Grapefruits (Citrus paradisi), die ursprünglich aus Mittelamerika stammen, entstanden vermutlich aus einer Kreuzung von Pampelmusen und Orangen. Die Pflanzen brauchen zum Gediehen subtropisches Klima und werden hauptsächlich in Südeuropa angebaut, daneben in den USA, Mittel- und Südamerika sowie in asiatischen Ländern.

Die Früchte haben einen Durchmesser von etwa 10 - 15 cm, die Grapefruitbäume werden etwa vier bis zehn Meter hoch. Es werden Früchte mit gelbem und rosafarbenem Fruchtfleisch unterschieden. Bekannte Sorten sind Duncan, Marsh und Thompson. Grapefruits schmecken süß-säuerlich und leicht bitter. Sie sind reich an Vitamin C, Beta-Carotin, Kalium und Magnesium.

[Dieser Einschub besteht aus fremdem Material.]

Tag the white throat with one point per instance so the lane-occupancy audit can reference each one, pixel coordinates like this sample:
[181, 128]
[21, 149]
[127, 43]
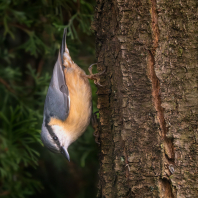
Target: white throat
[64, 139]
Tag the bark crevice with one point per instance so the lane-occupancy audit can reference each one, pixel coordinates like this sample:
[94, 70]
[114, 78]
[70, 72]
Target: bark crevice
[169, 156]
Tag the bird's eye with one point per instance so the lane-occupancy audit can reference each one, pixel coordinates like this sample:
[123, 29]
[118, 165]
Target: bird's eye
[55, 138]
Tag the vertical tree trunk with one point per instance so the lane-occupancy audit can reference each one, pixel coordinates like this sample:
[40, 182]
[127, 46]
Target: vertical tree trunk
[149, 104]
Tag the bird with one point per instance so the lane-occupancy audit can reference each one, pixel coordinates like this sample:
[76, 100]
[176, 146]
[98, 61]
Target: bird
[68, 103]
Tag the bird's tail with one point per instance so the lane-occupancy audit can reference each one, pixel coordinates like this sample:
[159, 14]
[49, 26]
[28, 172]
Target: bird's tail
[63, 45]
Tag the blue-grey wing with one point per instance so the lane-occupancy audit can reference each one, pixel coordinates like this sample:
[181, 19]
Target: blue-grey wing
[57, 98]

Die Pampelmuse (Citrus maxima) wird hauptsächlich in Südostasien angebaut. Sie ist mit einem Durchmesser von bis zu 25 cm und einem Gewicht von zwei bis sechs Kilogramm die größte der Zitrusfrüchte. Ihre Schale ist gelb und dick, das Fruchtfleisch faserig und sehr bitter. Der Saft wird zur Herstellung von Bittergetränken verwendet.